Нед не мог припомнить, чтобы когда-нибудь Дженнифер Кархарт вела себя трусливо. И все же она отвернулась, закусив губу.

— Через океан письма идут так долго, — помедлив, ответила Дженни, отводя от него взгляд. — К тому же леди Кэтлин, Кейт, я хотела сказать, так уверенно держала себя в этой ситуации. Не думаю, чтобы ей нужна была моя помощь, и, откровенно говоря, вряд ли бы она одобрила мое вмешательство. Кроме того, тебе… — Она внезапно умолкла, смущенно водя указательным пальцем по своей ладошке.

— Мне — что?

— Тебе нужно было время, чтобы все осмыслить. — Дженни потянулась и незаметно расправила лацканы его фрака.

— О боже! — только и мог вымолвить Нед.

Все эти годы одной только Дженни в полной мере были известны его юношеские страхи и комплексы. Когда он едва не погубил свою жизнь, она помогла ему собрать ее по кусочкам. Дженни была ему как сестра, и она без преувеличения спасла его в свое время от смерти. Возможно, именно поэтому она до сих пор старалась защитить его, будто он все еще был неразумным ребенком, нуждающимся в ее заботе и постоянном внимании.

— В следующий раз, — спокойно произнес он, — скажи мне.

— Что тебе сказать? — раздался голос Харкрофта, и Нед неохотно обернулся. — Ты, несомненно, рассказываешь нам о большом успехе твоего индийского вояжа?

— Если под словом «успех» ты подразумеваешь тот факт, что мне удалось раскрыть правду, то да.

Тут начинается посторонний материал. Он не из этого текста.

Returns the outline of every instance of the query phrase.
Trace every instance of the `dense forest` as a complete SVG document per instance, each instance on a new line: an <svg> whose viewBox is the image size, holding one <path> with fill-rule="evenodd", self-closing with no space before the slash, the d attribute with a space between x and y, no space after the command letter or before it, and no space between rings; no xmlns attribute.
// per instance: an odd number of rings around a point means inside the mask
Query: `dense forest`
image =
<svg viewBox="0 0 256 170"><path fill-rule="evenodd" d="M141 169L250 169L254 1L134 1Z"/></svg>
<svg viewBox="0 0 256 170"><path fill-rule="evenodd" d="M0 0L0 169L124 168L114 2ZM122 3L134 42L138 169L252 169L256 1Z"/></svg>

Гарет взглянул на него и наклонился вперед:

— Все так плохо?

— Даже гораздо хуже, чем об этом говорилось на последних заседаниях парламента. Корабли компании[10] регулярно обстреливают китайские поселения в устье Жемчужной реки[11] только потому, что Китай лишил нас права торговли индийским опиумом. Не самые славные страницы британской истории[12]. Когда мы покончим с нынешней проблемой, надо обязательно обсудить, что можно предпринять в связи с этим в палате лордов. Я сделал некоторые заметки.

— И тебе так легко удалось вести записи?

— Достаточно легко, — широко улыбнулся Нед. — Стоило только избавиться от докучливых претензий офицеров, пытавшихся мне помешать.

Харкрофт махнул рукой:

— Мы можем обсудить поподробнее это позже. А теперь нам нужно выработать план. Я считаю, прежде всего, надо организовать…

— Я полагал, нам следует дождаться возвращения Кейт, — удивленно перебил его Нед. Он никогда не думал, что Харкрофт может вести себя столь невежливо и даже оскорбительно. А начинать беседу без Кейт, будучи у нее в гостях, представлялось Неду верхом неприличия.

Харкрофт пренебрежительно махнул рукой.

— Господи, нашел о чем беспокоиться! Чем, по твоему мнению, она может нам помочь? Отправиться за покупками? — Он покачал головой. — Если бы моя жена пропала на Бонд-стрит, я бы обязательно обратился за помощью к леди Кэтлин.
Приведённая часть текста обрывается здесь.